Although small interfering RNAs (siRNAs) are largely explored today for their potential in gene therapy, the phenomenon was first described in plants, which employ siRNAs to disable foreign RNA from viral infections. Researchers have since learned that siRNAs also play a role in suppressing transposable elements, which replicate and reinsert throughout the genome, occasionally disrupting the function of essential genes. Now, Hiten Madhani of the University of California, San Francisco, and colleagues have implicated the spliceosome, a molecular complex that excises introns from pre-messenger RNAs (pre-mRNAs), in siRNA-mediated suppression.
The splice of life
Like any gene, transposable elements are transcribed into pre-mRNAs that must be processed by the spliceosome. Madhani’s team noticed, however, that transposable-element pre-mRNAs appeared to be associated with spliceosomes more frequently than other pre-mRNAs.
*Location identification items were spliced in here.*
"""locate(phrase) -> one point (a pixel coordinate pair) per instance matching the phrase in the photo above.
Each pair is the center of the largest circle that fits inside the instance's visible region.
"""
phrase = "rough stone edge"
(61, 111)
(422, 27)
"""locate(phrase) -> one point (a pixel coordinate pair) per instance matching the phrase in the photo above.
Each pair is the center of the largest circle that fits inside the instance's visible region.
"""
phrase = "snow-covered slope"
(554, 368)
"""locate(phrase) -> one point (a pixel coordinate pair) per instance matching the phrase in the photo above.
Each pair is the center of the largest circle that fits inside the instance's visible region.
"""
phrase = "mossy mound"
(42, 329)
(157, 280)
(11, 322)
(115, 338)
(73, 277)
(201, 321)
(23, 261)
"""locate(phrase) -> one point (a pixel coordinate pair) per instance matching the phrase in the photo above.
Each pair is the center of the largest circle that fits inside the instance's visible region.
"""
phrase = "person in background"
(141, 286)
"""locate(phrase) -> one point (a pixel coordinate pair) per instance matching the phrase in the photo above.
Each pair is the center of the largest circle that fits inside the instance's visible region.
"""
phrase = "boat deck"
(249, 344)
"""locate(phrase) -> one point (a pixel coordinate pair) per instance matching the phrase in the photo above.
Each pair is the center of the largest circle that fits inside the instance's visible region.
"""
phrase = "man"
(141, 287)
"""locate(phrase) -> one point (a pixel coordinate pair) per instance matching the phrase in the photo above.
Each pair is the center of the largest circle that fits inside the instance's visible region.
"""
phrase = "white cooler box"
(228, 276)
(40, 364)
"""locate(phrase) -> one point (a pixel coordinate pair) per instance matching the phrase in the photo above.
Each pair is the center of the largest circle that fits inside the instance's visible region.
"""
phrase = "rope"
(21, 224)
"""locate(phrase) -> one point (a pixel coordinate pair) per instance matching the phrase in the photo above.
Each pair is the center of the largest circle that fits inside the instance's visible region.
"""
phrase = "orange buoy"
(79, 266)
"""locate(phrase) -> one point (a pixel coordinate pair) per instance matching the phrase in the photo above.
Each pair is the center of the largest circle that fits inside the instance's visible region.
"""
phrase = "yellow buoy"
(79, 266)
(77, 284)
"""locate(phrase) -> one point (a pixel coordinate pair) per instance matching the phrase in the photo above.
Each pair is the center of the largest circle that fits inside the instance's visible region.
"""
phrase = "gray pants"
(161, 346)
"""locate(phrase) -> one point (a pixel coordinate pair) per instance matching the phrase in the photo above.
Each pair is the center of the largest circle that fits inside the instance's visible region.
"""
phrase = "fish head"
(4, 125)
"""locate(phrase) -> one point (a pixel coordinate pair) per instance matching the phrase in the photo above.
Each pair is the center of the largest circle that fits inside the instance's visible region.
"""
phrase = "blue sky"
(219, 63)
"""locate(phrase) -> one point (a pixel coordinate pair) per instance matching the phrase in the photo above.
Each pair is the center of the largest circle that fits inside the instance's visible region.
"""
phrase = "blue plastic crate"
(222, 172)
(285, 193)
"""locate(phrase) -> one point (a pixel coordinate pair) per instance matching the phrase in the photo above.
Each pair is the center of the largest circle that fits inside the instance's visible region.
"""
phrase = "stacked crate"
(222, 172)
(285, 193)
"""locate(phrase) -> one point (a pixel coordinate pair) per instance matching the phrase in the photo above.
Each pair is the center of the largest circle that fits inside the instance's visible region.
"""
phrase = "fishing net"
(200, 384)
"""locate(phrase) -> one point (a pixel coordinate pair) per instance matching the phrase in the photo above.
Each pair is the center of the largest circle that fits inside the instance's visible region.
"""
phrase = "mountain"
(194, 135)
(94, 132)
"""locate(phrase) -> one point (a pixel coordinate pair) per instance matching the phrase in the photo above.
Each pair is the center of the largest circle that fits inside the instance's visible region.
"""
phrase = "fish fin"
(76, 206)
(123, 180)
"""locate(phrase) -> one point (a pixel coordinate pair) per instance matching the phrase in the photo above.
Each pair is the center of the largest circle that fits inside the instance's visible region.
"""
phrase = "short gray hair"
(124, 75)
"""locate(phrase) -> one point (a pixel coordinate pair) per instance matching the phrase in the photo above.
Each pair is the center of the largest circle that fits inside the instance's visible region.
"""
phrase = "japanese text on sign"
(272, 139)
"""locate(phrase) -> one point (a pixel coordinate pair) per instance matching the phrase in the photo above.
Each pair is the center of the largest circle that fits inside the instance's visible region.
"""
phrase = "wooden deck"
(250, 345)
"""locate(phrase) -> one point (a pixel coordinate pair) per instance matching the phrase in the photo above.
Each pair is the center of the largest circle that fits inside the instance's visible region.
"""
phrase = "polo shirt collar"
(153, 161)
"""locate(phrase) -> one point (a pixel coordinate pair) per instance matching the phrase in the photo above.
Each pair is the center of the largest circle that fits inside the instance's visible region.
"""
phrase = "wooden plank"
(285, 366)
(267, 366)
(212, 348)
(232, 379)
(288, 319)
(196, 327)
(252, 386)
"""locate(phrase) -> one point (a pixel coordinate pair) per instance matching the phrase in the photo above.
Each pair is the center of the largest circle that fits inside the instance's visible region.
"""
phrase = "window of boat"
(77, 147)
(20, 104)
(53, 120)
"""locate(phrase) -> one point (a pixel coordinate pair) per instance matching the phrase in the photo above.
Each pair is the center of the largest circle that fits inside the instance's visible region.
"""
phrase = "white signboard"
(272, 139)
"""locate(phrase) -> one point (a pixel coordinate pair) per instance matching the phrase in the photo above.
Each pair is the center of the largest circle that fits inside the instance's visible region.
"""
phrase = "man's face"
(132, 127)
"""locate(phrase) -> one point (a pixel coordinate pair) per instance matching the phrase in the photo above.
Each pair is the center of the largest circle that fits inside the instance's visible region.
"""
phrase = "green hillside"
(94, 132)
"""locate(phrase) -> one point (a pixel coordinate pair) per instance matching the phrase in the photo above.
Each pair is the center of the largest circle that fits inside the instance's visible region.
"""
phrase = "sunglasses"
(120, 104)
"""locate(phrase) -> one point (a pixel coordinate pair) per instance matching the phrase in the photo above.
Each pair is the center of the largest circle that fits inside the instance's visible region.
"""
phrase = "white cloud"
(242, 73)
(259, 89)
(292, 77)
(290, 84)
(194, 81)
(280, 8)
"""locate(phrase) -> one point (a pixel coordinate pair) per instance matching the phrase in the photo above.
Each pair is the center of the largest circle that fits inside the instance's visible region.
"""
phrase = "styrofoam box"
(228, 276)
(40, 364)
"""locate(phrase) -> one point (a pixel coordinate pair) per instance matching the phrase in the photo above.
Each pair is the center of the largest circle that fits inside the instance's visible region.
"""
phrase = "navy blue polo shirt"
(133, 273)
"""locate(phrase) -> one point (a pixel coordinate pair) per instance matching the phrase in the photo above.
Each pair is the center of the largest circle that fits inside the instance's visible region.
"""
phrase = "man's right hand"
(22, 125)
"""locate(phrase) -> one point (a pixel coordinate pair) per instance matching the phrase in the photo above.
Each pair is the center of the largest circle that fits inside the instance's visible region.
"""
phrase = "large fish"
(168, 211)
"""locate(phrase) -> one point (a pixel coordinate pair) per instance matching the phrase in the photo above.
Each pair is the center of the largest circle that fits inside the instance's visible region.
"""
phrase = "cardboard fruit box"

When the researchers searched for proteins associated with the spliceosome and with siRNAs, they discovered a novel complex they dubbed spliceosome-coupled and nuclear RNAi, or SCANR, that appeared to be involved in producing siRNAs. Madhani reasoned that the spliceosome was “being used to recognize self- from nonself-DNA,” such as transposable elements. Such transcripts would have been introduced later in a cell’s evolution, and may not be optimized for the cell’s splicing machinery, causing it to stall, thereby giving SCANR more time to produce siRNA against the offending message.
The paper reveals “an unexpected and previously unappreciated way for the cell to score an RNA as ‘aberrant’ and therefore in need of silencing,” says Erik Sontheimer, a researcher at Northwestern University.